Each of the thirty-six flatcars
carried four steel-lidded bins. The two bins at
the center of each car held up to thirty-five
cubic yards and two outboard bins were larger
still. Bringing up the rear were two ancient,
exhaust encrusted locomotives. After fifteen
years of service in the Rockies, the old
diesel-electric engines could still share
the load with the newer, equally powerful
engines at head-end. Because of the extreme
weight of the mill tailing trains, pushers are
needed to help climb the initial grade. If an
average container held forty cubic yards, the
entire train carried almost 5000 cubic yards of
contaminated soil. When dumped at the disposal
site, a single trainload of contaminated soil
would fill an American football field to a depth
of about one meter.
To put the cleanup process into
perspective, consider that it will take ten to
fifteen years to complete the removal project.
That timeline assumes two trainloads per day, at
least five days per week. What might happen if a
Colorado River flood were to hit the UMTRA site
before the Moab Pile is gone? Only time will
tell.
After the train passed my
position, I jumped into my truck and headed
towards the
grade crossing at Utah Highway 313. When I
reached that spot, the lead locomotives had
already passed.
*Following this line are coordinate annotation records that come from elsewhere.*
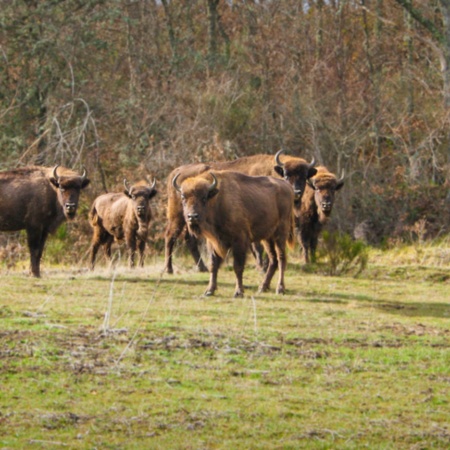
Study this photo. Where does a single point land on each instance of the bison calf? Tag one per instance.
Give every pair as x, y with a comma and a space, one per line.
122, 217
231, 211
38, 200
317, 204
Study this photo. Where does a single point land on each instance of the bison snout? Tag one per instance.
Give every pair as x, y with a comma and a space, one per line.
192, 218
140, 210
71, 209
326, 206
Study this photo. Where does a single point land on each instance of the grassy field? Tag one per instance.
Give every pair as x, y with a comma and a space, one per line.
125, 359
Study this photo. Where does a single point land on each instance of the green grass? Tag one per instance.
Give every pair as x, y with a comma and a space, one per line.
136, 359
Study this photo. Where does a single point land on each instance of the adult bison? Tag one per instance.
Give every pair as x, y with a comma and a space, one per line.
38, 199
122, 216
231, 210
316, 206
293, 169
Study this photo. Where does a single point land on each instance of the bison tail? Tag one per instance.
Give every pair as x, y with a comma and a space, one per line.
93, 216
291, 236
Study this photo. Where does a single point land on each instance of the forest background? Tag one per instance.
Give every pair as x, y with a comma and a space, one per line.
136, 88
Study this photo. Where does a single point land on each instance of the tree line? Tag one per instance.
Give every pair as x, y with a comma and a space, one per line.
129, 88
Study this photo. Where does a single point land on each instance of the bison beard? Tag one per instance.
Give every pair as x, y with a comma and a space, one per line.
231, 210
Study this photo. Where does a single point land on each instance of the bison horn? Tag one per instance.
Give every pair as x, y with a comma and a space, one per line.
174, 183
54, 174
152, 184
126, 184
277, 158
214, 183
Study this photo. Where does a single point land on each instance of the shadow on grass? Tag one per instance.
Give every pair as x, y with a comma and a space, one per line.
409, 309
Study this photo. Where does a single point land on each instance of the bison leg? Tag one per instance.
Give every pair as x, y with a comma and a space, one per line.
99, 238
272, 267
108, 244
192, 244
280, 248
36, 241
238, 266
216, 262
131, 244
257, 250
173, 231
141, 253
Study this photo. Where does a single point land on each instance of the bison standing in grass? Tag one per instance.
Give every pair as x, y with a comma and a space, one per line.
122, 217
317, 204
293, 169
38, 199
231, 211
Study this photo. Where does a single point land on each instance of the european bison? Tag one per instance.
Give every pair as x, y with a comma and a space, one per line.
122, 216
293, 169
231, 210
316, 207
38, 199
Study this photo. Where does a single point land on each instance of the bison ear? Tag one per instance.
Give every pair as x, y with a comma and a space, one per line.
54, 181
339, 184
311, 172
212, 193
279, 170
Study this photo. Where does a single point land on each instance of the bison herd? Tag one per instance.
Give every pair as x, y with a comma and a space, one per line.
258, 203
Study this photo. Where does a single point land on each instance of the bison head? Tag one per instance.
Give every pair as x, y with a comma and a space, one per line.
195, 194
295, 171
140, 194
325, 185
69, 186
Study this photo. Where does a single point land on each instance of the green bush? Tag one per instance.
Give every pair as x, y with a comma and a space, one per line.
344, 254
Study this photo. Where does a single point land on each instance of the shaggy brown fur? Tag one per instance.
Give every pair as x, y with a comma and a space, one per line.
316, 207
295, 170
232, 212
122, 217
38, 199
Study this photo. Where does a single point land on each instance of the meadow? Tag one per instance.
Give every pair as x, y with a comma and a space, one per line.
132, 359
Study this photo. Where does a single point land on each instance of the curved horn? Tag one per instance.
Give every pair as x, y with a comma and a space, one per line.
174, 182
126, 184
83, 176
54, 174
277, 158
151, 184
214, 183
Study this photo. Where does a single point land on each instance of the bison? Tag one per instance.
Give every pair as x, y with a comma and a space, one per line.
231, 210
38, 199
315, 210
293, 169
122, 216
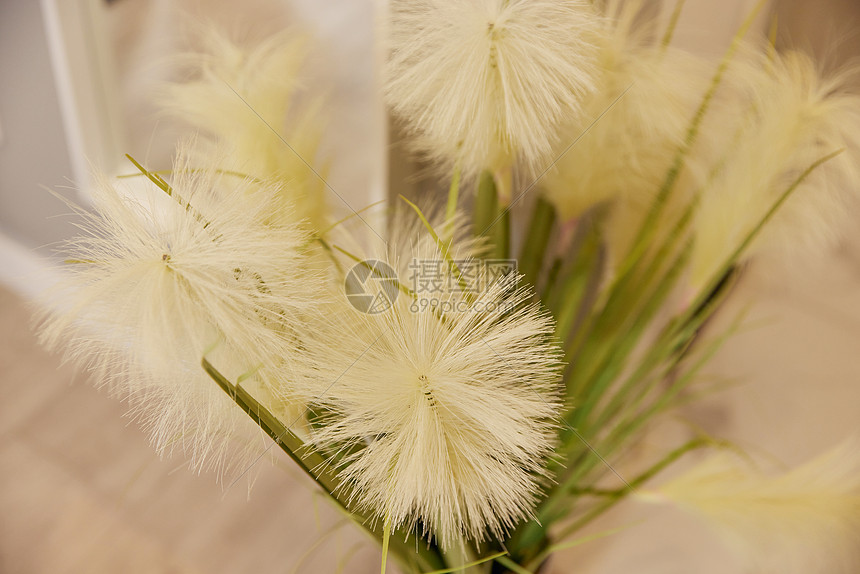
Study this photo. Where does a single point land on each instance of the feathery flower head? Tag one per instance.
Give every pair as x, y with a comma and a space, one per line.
154, 285
246, 97
445, 411
791, 116
645, 98
803, 520
484, 83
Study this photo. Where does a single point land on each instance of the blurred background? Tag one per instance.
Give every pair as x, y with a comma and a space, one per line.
81, 490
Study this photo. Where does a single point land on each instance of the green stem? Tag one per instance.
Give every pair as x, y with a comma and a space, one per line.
621, 494
315, 466
486, 204
537, 239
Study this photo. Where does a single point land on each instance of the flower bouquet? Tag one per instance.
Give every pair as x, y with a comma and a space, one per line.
460, 375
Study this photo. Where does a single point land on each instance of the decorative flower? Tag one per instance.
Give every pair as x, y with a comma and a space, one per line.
246, 98
155, 285
445, 402
791, 117
802, 520
483, 83
633, 123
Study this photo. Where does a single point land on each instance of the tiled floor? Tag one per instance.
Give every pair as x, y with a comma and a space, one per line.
81, 491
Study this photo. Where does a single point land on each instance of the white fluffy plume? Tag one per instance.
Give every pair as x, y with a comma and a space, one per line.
645, 98
487, 82
790, 117
444, 418
248, 98
154, 285
804, 520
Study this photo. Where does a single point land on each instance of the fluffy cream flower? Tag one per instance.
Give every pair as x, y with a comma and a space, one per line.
154, 285
645, 100
445, 417
804, 520
246, 97
790, 117
487, 82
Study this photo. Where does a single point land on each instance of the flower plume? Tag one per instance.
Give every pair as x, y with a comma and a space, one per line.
792, 117
247, 98
155, 284
484, 83
645, 98
445, 411
802, 520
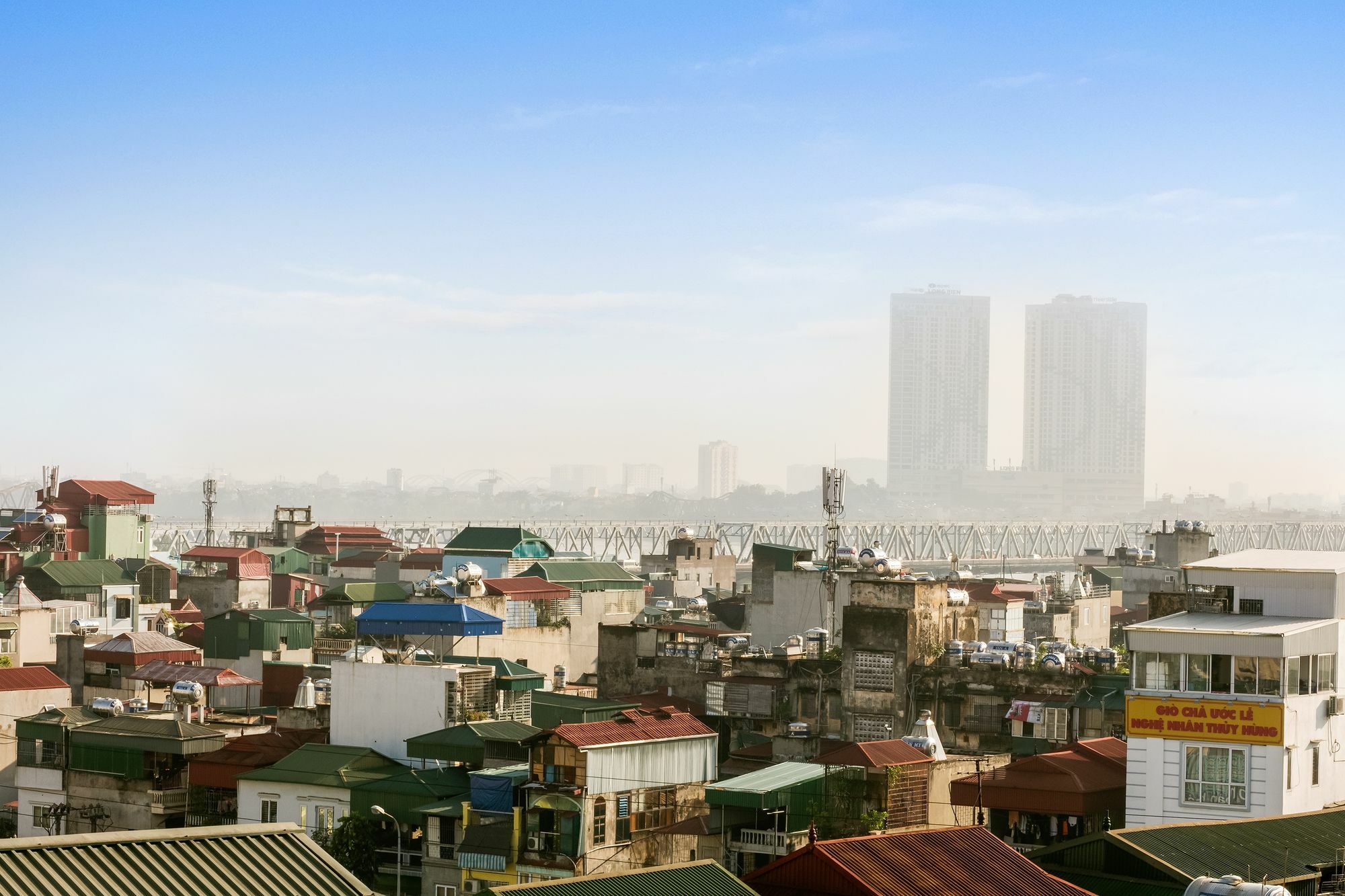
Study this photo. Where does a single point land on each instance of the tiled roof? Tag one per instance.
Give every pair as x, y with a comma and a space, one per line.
874, 754
525, 588
634, 725
107, 491
264, 860
30, 678
705, 877
969, 861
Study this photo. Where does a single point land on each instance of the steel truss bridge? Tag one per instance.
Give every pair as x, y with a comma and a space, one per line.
911, 541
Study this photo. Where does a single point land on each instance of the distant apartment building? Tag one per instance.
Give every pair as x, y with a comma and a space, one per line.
642, 479
1085, 400
718, 470
939, 378
578, 479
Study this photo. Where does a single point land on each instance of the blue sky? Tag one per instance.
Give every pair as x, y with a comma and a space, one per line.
278, 239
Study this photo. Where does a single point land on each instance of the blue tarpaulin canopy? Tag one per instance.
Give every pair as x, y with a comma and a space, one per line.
455, 620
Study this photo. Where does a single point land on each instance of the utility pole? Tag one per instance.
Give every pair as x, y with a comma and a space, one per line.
833, 502
209, 489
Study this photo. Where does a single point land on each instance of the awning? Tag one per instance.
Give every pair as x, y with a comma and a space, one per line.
558, 802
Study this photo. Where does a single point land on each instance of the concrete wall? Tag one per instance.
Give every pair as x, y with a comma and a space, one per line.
17, 704
380, 705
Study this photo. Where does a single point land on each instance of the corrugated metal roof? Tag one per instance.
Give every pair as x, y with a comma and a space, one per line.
30, 678
634, 725
84, 573
1276, 560
161, 671
705, 877
525, 588
874, 754
1268, 845
106, 491
969, 861
264, 860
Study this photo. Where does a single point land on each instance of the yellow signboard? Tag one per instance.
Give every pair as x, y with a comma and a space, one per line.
1230, 721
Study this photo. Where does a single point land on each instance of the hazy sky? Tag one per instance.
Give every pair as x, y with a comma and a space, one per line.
283, 239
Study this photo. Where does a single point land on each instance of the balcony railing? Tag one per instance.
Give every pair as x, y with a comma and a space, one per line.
166, 802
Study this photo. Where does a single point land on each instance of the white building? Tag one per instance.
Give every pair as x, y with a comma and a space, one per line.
1085, 399
938, 386
642, 479
1233, 706
718, 471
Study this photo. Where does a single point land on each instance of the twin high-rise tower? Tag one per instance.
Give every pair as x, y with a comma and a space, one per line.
1083, 404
I fastened my seatbelt and took
off for a spot where the tracks come close to
the highway. While taking pictures from a small
hill adjacent to the tracks, the big diesel
engines soon provided me with another blast of
hot diesel exhaust.
Traveling farther north, I
stopped at an arroyo and shot pictures of the
engines as they passed over a low bridge. My
final stop was north of
Canyonlands Field, where the unmarked
Rock Corral Road crosses the tracks. This
time I arrived well before of the train. After
passing under the highway near Canyonlands
Field, the train made wide left turn across my
field of view. As it did, I could see each car
in the thirty-nine car train. As the big diesel
electric engines approached, I moved back form
the tracks the tracks and continued shooting
pictures. The train passed my position; it was
heading down a slight grade, gaining speed on
the straightaway.
Thinking that I was smarter than
the train this time, I had positioned myself
upwind from the exhaust blast. Sounding like an
earthquake on wheels, I watched as the mighty
engines roared toward me. What I had forgotten
was the several horn-blasts required at a rail
crossing, even in the middle of nowhere. This
time, rather than an exhaust blast I endured
several
deafening blasts from the horns.
Covered with diesel soot and near
deaf from the horn blasts, I stopped chasing the
"Train of Pain". Instead, I stood between the
tracks and watched as the two 1996 GE C44AC
pusher engines disappeared down the tracks.